Of course, there remains an ongoing question, which subtleties do you decide are defining and, thus, indicative of type? It is unlikely that one answer will apply to everyone, and so an approach for one type will not necessarily work for another. What was most noteworthy about this workshop, its style and approach, was how it emphasized the subtle nuances about all the types, the messages that surface on their own and that you can recognize if you are receptive to them. The ability to do this must be what Claudio calls his "nose" or "seeing through the game of the other.

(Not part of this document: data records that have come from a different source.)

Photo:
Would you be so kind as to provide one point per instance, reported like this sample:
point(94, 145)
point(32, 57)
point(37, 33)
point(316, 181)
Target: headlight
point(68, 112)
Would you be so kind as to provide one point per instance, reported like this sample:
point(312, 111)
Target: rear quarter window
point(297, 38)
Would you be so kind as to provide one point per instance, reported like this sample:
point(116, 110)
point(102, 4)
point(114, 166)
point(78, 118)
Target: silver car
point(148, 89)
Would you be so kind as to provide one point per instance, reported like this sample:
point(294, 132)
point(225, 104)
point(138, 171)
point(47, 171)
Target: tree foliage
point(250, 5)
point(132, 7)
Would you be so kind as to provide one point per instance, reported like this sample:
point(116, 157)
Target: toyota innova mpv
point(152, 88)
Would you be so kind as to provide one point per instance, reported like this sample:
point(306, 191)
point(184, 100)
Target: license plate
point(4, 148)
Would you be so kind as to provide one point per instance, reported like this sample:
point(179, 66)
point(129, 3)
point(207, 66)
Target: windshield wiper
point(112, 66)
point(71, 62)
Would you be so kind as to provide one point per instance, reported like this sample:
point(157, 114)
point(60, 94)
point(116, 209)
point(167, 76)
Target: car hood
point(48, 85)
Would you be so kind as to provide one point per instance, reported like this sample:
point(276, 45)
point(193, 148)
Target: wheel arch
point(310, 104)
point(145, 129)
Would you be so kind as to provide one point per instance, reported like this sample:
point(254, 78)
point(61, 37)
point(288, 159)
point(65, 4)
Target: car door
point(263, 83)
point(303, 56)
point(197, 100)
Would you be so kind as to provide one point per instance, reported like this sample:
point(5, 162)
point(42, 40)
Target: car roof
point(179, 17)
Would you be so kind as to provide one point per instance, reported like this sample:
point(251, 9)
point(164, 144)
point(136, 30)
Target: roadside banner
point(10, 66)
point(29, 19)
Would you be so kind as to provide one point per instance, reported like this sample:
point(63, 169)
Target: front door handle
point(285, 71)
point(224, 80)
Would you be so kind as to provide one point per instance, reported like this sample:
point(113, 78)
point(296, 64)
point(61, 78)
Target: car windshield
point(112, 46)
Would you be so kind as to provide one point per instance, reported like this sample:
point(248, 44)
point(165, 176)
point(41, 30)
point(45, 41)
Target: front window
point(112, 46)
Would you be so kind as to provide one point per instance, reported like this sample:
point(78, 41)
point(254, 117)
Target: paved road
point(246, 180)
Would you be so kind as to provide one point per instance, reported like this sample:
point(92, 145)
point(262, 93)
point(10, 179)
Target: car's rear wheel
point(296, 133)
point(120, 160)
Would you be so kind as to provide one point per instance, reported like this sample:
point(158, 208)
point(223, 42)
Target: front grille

Claudio's focus was on recognizing the pathology and the hidden passion of the types. He reinforced that the study of typing must go beyond written descriptions, and that of much more importance is the ability to recognize type intuitively. He emphasized creating more of an environment for seeing the subtleties, trusting the gut, and letting the subtlety be the dominant factor.
I found the week to be evocative. I came away with a more expanded sense of type and yet a narrower set of criteria, "ennea-types," Claudio's assessment of personality type according to the Enneagram. The nuances have continued to surface for me. I have discovered that there is an underlying subtlety that cannot be conveyed through using one particular word or descriptor. Perhaps we rely too much on descriptors, since it is tempting to want to classify. More important, I believe there is something inherently revealing in a person's posture, something detectable in our speech, our manner, our carriage, and the distinctive way we respond to situations.
In conclusion, Claudio explained that the logic of the system suggests that whereas truth is liberating, a felt insight must also come into play; and by working on the virtues with attention to practice, transformation can occur. Finally he suggests that working with a trusted group that will call you on your fixation is one of the most effective ways to challenge your compulsive behavior and to support the growth process.